Michael S. Tsirkin wrote:
> On Wed, Jan 06, 2010 at 05:19:45PM +0000, Jamie Lokier wrote:
> > Michael S. Tsirkin wrote:
> > > On Wed, Jan 06, 2010 at 09:24:45AM -0600, Anthony Liguori wrote:
> > > > A helper is semantics equivalent to passing an fd from a management  
> > > > tool.  All of the problems you describe are equally applicable to that  
> > > > model.
> > > 
> > > No, because management calls qemu and parses qemu help output.  Yes it
> > > is not ideal but it works today.
> > 
> > I don't understand.  What do you think would not work with
> > helper="..."  where ... is specified on the qemu command line by the
> > management script, versus the management script doing the helper
> > operations itself first and then calling qemu with fd=?
> > 
> > If you are thinking that management scripts will tailor the -net
> > arguments according to qemu version, you're right for some
> > configurations (but not well established simple ones).
> > 
> > Presumably management can do the same capability when specifying "..."
> > - the difference being it would query the helper tool to get _it's_
> > features in some cases, e.g. for arguments to a helper which uses SSH
> > to provide an encrypted tunnel.
> 
> What won't work is that besides fd= management specifies many other
> arguments to the -net flag.

I still don't understand.  What prevents management from specifying
the other arguments with helper=, either in the helper argument (for
arguments to the helper itself), or to qemu (for things qemu needs be told)?

> What you describe: helper= instead of fd= will work and I have no issue
> with this. And we won't need any protocol between helper and qemu: just
> the fd returned.

You may still need qemu to know whether to use send/recv (datagram
socket) or read/write with framing (pipe or something), but if it
comes to that, qemu can use fstat() to decide what it needs.  There is
probably no need for options passed back, I agree :-)

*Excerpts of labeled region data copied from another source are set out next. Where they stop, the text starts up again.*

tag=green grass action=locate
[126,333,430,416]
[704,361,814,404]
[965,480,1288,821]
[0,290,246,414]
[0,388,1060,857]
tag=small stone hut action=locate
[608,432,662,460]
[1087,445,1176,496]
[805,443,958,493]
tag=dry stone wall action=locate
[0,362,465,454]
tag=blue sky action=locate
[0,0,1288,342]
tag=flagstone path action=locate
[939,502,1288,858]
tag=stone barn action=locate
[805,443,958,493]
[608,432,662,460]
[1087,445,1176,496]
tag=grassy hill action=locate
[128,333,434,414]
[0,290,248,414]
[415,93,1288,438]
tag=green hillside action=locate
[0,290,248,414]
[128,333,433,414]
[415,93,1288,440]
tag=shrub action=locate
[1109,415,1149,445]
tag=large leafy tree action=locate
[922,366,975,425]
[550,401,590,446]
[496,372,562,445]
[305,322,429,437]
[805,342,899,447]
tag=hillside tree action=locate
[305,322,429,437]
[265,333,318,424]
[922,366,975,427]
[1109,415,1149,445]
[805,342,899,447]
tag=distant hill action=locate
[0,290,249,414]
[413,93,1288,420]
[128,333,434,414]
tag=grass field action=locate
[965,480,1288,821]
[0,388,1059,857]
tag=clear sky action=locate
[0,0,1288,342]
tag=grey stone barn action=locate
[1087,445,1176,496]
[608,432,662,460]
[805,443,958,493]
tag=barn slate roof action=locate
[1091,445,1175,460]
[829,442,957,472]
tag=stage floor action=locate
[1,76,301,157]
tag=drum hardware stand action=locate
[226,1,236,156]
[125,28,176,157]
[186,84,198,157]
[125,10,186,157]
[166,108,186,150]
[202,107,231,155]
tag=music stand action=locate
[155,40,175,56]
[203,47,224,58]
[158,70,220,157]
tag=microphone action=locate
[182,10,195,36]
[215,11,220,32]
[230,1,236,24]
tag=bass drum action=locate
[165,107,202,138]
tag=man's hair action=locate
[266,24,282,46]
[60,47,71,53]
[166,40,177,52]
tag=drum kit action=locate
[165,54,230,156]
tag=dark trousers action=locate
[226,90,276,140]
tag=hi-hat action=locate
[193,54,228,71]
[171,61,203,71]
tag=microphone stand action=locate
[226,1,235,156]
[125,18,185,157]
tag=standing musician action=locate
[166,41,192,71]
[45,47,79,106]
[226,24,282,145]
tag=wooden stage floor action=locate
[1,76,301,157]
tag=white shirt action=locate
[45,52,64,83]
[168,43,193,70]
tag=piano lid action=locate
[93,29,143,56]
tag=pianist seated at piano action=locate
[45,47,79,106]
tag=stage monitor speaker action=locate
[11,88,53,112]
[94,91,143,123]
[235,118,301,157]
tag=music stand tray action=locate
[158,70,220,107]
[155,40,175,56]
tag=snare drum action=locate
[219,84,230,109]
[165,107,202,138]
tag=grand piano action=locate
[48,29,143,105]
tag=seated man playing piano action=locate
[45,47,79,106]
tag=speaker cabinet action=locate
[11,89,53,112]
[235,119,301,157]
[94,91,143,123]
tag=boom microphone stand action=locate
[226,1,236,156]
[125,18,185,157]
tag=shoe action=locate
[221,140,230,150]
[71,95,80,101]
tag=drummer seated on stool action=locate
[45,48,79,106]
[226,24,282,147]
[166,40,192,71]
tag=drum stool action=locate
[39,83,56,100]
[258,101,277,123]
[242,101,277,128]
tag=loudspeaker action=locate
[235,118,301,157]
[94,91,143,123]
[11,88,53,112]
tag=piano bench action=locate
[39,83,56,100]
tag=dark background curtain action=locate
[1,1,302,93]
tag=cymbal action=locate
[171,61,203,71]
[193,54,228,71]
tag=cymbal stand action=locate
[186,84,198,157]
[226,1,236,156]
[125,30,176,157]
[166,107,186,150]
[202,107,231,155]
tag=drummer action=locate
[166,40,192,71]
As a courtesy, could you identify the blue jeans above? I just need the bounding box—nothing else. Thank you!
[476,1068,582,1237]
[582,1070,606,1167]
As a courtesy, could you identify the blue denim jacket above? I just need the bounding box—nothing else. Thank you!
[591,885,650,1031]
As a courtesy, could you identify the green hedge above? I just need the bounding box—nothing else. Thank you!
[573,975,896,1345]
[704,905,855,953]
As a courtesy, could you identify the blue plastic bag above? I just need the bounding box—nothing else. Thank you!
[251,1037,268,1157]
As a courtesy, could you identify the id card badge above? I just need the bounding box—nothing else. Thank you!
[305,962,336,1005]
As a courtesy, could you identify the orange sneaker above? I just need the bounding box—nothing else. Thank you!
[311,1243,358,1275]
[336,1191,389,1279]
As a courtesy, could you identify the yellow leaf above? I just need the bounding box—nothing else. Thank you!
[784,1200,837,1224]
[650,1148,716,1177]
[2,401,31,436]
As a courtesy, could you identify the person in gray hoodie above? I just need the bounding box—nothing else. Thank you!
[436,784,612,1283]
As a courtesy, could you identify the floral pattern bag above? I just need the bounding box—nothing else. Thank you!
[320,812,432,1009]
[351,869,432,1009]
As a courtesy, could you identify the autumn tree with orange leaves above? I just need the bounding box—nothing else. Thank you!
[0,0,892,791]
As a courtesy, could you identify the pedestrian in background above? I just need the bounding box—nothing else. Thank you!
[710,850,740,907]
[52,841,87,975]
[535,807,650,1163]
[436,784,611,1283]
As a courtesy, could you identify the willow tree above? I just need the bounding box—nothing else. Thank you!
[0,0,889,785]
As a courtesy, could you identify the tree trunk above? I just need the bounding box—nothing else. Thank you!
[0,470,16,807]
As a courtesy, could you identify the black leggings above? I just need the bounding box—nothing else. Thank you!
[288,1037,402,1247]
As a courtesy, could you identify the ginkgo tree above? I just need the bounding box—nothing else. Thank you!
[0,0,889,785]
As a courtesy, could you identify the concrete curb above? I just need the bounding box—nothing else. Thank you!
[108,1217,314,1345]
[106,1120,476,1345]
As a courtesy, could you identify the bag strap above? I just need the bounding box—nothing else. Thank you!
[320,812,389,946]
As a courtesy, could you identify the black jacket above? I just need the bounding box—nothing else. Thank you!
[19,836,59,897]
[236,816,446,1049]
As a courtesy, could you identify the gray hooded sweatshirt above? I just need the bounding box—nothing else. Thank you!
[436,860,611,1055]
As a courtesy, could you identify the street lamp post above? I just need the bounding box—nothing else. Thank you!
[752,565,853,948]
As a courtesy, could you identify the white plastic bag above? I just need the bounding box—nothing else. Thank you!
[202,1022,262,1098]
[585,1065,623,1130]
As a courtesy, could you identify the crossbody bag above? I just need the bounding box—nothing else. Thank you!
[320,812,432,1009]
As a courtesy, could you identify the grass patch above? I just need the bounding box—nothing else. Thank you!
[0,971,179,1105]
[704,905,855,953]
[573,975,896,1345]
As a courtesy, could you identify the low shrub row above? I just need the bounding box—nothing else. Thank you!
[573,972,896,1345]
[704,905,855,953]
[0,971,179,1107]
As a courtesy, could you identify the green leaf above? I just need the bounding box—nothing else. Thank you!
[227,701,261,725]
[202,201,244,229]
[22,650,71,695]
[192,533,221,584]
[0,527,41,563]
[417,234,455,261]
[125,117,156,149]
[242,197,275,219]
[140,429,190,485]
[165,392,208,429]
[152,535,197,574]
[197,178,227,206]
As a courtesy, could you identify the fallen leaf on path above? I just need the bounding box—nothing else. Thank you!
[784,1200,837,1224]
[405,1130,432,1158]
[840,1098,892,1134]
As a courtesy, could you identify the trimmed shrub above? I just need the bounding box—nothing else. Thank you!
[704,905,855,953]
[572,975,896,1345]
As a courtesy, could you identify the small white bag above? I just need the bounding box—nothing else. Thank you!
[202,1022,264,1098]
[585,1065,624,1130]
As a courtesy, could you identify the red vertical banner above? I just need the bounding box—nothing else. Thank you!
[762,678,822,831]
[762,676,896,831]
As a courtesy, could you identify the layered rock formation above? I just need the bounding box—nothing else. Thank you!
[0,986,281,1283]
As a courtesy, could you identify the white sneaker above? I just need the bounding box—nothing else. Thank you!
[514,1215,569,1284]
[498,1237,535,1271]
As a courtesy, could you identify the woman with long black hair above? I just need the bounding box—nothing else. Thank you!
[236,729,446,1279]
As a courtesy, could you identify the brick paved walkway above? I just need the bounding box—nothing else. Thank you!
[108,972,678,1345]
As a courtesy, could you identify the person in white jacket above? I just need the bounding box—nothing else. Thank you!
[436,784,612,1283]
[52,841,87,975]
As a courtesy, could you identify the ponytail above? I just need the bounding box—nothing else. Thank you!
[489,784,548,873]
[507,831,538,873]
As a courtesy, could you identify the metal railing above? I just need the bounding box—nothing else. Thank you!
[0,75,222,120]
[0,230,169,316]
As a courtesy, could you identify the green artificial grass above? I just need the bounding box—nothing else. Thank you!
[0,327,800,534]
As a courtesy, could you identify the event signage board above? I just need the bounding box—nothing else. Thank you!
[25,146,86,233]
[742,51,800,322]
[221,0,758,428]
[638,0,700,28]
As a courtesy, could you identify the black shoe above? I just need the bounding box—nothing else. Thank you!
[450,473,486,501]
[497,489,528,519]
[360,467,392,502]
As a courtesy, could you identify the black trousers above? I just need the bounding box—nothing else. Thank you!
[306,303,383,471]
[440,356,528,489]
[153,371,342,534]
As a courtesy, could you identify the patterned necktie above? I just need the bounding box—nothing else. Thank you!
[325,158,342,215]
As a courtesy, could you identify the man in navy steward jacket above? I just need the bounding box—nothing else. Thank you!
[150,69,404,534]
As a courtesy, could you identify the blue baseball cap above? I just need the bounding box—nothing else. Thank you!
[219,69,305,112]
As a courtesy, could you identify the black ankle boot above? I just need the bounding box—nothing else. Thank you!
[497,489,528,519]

I think there is a lot to be said for letting the helper keep the
initial unix socket open, so it can reliably detect when the parent
qemu dies and then clean up.

> But of course this means that it can't be used to create new
> backends such as vepa, which often need to setup the fd in complex
> ways.

For vepa, I don't know if you mean the fd needs complex setup
initially, or complex options with each packet.  (Web browser
unavailable right now).

For complex initial setup, that's exactly what a helper would be good
for.  Any options needed for that setup would be part of the
helper="/path/to/helper opts..." string.  If there are options which
depend on helper version, management can query the helper itself with
/path/to/helper --help; that doesn't seem likely to be needed much.

If individual packet transmission requires "complex ways" then of
course that would have to be inside qemu.  Is that the case with vepa
and other things under discussion?  I got the impression there isn't
much variation in the way packets are tranmitted and received.